When an (existing) participant receives the Hello signal, it calls the World method of the signal's sender. The World method takes a string parameter (text) represented by

in_signature='s'

It doesn't return anything, hence

out_signature=''

Calling World when Hello is received is done in hello_cb:

   def hello_cb(self, sender=None):
       """Somebody Helloed me.
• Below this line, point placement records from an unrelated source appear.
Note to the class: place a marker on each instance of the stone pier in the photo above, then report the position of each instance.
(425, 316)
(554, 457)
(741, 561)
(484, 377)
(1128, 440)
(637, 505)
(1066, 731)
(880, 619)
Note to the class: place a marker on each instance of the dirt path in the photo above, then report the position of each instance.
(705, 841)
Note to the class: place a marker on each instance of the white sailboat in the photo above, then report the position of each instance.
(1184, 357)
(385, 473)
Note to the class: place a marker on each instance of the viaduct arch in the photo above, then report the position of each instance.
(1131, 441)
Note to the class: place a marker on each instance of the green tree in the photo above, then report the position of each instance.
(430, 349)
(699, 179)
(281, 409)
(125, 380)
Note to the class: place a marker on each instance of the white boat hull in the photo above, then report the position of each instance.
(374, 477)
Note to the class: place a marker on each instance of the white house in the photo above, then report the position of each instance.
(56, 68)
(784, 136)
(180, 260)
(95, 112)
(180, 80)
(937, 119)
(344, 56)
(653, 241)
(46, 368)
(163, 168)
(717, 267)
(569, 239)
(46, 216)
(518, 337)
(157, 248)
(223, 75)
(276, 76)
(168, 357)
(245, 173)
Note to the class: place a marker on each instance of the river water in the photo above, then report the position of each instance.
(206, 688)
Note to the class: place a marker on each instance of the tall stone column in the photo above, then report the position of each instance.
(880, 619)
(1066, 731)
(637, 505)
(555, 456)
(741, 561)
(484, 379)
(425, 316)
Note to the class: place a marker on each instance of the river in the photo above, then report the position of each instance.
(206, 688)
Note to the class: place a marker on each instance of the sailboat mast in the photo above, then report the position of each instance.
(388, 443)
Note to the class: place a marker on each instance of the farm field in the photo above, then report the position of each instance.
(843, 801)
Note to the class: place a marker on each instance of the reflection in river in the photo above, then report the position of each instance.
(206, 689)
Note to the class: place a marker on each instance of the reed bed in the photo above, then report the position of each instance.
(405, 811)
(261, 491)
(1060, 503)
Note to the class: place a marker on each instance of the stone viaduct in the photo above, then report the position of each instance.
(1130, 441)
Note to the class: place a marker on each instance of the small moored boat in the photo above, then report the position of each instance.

World them."""
       if sender == self.tube.get_unique_name():
           # sender is my bus name, so ignore my own signal
           return
       self._logger.debug('Newcomer %s has joined', sender)
       self._logger.debug('Welcoming newcomer and sending them the game state')
       self.tube.get_object(sender, PATH).World(self.text,
                                                dbus_interface=IFACE)

Note that signals go to all participants, including yourself - the above code shows how to ignore your own signals.

sender is a bus (as in D-Bus) name, like :2.OWI0MTk2MzNAdmFpbwAA. Signals and Methods use these to identify senders and recipients.

In order to receive the Hello signal, we need to add a signal receiver:

   def add_hello_handler(self):
       self._logger.debug('Adding hello handler.')
       self.tube.add_signal_receiver(self.hello_cb, 'Hello', IFACE,
           path=PATH, sender_keyword='sender')
       self.tube.add_signal_receiver(self.sendtext_cb, 'SendText', IFACE,
           path=PATH, sender_keyword='sender')

You can see this called in the World method above, because in this example once we have had our World method called by an existing participant, we can then respond to somebody else's Hello signal.

This also adds a signal receiver for the SendText signal, defined above, which sends the text from the user interface.